Proposals to fix perceived flaws in the No Child Left Behind Act’s accountability provisions are mounting.
ASSESSMENT: Use the National Assessment of Educational Progress to benchmark student performance in reading and mathematics, while letting states craft standards and tests in other subjects.
VALUE-ADDED MEASURES: Judge schools using “value added” measures that look at the growth of individual students over time, particularly for those with disabilities or with limited proficiency in English.
CONSEQUENCES: Require schools identified for improvement to offer supplemental services the first year and transfers to other schools the second year, rather than the reverse.
TESTING: Revamp state testing cycles to identify schools in need of improvement several months before the school year begins or, alternatively, delay penalties for one year or base penalties on multiyear averages.

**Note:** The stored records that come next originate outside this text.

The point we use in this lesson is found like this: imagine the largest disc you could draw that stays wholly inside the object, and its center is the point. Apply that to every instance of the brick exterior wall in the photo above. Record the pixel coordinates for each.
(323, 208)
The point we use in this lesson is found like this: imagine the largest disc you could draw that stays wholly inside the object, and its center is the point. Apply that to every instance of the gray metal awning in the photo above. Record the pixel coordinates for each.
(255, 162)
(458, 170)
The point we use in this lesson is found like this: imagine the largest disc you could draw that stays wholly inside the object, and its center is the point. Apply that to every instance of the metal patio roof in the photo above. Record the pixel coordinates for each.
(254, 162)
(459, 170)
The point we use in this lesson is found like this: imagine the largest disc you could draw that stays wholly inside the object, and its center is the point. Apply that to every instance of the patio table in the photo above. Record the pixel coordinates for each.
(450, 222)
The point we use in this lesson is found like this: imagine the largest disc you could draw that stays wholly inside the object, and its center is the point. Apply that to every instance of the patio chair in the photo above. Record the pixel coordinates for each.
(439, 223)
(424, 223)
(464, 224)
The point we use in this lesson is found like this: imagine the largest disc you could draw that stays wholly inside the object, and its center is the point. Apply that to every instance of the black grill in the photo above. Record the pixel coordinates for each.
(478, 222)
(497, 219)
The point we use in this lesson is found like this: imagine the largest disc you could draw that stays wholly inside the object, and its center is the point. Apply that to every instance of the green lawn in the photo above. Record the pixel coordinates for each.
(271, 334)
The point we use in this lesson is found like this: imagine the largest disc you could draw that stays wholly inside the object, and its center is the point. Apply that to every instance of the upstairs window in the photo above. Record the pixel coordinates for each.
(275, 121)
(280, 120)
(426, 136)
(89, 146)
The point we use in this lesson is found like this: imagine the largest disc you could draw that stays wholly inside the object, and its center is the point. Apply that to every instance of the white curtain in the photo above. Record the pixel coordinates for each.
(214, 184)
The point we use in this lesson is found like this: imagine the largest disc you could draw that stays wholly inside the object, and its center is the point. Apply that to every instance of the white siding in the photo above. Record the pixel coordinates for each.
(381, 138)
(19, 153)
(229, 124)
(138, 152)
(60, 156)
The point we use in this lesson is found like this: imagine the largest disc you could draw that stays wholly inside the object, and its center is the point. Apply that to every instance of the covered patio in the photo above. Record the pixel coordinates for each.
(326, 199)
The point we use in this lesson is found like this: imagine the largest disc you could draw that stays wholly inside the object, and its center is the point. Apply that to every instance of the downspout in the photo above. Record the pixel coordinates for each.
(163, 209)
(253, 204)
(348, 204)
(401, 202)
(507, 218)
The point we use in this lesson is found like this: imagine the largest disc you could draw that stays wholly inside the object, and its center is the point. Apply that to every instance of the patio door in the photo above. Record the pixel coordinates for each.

SCHOOL CHOICE: Pay more attention to expanding the supply of schools to which students can transfer.
DISABILITIES: Permit states to develop alternate assessments for students with moderate disabilities that are based on the same academic standards as those for other students, but that lead up to grade-level performance.
ENGLISH-LANGUAGE LEARNERS: Keep students with limited English proficiency in that subgroup for accountability purposes even after they are designated as “proficient” in the language. Let local authorities decide when individual students are ready to be tested in English, and do not require English-language learners to take tests that have not been normed for such children.